Study | Study type | Type of itch | Previously attempted therapies | Cannabinoid treatment | Response | Duration of antipruritic effect | Reported side effects |
---|---|---|---|---|---|---|---|
Neff et al,15 2002 | Case series | Intractable cholestatic-related pruritus | Diphenhydramine, chlorpheniramine, cholestyramine, rifampicin, phenobarbital, doxepin, naltrexone, UV therapy, topical lotions, and plasmapheresis | Dronabinol 5 mg (every 8 h) | Complete resolution of itch in all 3 patients | 4-6 h | Lightheadedness in 1 patient |
Maghfour et al, 2020 | Open-label noncomparative trial | Atopic dermatitis | NA | CBD gel | Reduction in mean POEM from baseline (16 ± 1.35) to 2 wk (8.25 ± 1.80) (P = .0007). Reduction in mean score of the emotional domain on the QOLHEQ from baseline (20.9 ± 2.06) to 2 wk (8.375 ± 1.609) (P = .004). 67% of subjects with decreased itch. 50% perceived eczema improvement | Up to 2 wk | NA |
Visse et al, 2017 | Randomized comparative study | Xerosis-related pruritus | NA | PEA lotion twice daily for 2 wk | Reduction in pruritus intensity measured by VAS at 2 wk (P < .001) | NA | 13.3% of patients reported worsening of skin symptoms, including pruritus, singling, scaling, or reddening |
Eberlein et al,12 2008 | Observational prospective cohort study | Atopic dermatitis-related pruritus | NA | 0.3% PEA cream twice daily for 4-6 wk | Significant clinical improvement at day 6. Continued improvement or complete resolution at 5-6 wk of treatment. Reduction of pruritus on VAS from 4.9 ± 2.6 to 2.0 ± 2.3 at study end (P < .001) | NA | Pruritus, burning, and erythema |
Ständer et al,1 2007 | Open-label noncomparative trial | Patients with prurigo, lichen simplex, and pruritus | Topical steroids, menthol, capsaicin, tacrolimus, pimecrolimus, antihistamines, systemic steroids, naltrexone, serotonin reuptake inhibitors, and UV radiation | N-PEA cream applied for 2 wk to 6 mo | 14/22 (63.6%) reported partial or complete resolution of itch. The average reduction in itch was 86.4% as measured by VAS | NA | None reported |
Szepietoswki et al, 2005 | Open-label noncomparative trial | Uremic pruritus | NA | PEA-containing cream twice daily for 3 wk | Complete resolution of itch in 8 patients (38.1%) on evaluation by VAS and a patient questionnaire (P < .0001) | NA | NA |
Pulvirenti et al, 2007 | Open-label noncomparative trial | Atopic dermatitis-related pruritus | NA | Adelmidrol 2% twice daily for 4 wk | Complete resolution in 16 patients (80%) after 4 wk of treatment | NA | None reported |
Yuan et al, 2014 | Randomized, double-blind, controlled study | Asteatotic eczema | NA | PEA 0.3% cream, AEA 0.21% cream twice daily for 28 days | 73.5% reduction in itch score at day 28 as measured by the Eczema Area and Severity Index (P < .05) | NA | None reported |
AEA, Anandamide; CBD, cannabidiol; NA, not available; PEA, palmitoylethanolamine; POEM, Patient Oriented Eczema Measure; QOLHEQ, Quality of Life Hand Eczema Questionnaire; UV, ultraviolet; VAS, visual analog scale.

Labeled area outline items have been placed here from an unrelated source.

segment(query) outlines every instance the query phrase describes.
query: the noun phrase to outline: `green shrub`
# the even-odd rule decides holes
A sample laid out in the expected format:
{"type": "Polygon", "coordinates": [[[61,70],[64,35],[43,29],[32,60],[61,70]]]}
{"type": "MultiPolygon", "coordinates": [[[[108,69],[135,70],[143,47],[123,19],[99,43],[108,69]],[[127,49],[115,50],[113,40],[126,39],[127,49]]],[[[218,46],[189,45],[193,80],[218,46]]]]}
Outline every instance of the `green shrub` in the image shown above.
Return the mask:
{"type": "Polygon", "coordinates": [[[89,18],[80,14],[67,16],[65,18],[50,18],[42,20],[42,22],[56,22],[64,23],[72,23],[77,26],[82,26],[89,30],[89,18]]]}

Dronabinol, delta-9-tetrahydrocannabinol, is a synthetic form of the cannabinoid found in the plant Cannabis sativa and is currently approved in the United States for AIDS-related anorexia and refractory chemotherapy-induced nausea. Its side effects include nausea, vomiting, tachycardia, somnolence, and dizziness. Ingestion will result in positive urine toxicology screening. Dronabinol 5 mg 3 times daily has been reported to reduce itch in cases of refractory cholestatic pruritus (Table I).15 In this report, patients described rapid-onset (up to 6 to 8 hours after ingestion) but transient relief. Our patients described a similar experience with quick-onset improvement in dysesthesia.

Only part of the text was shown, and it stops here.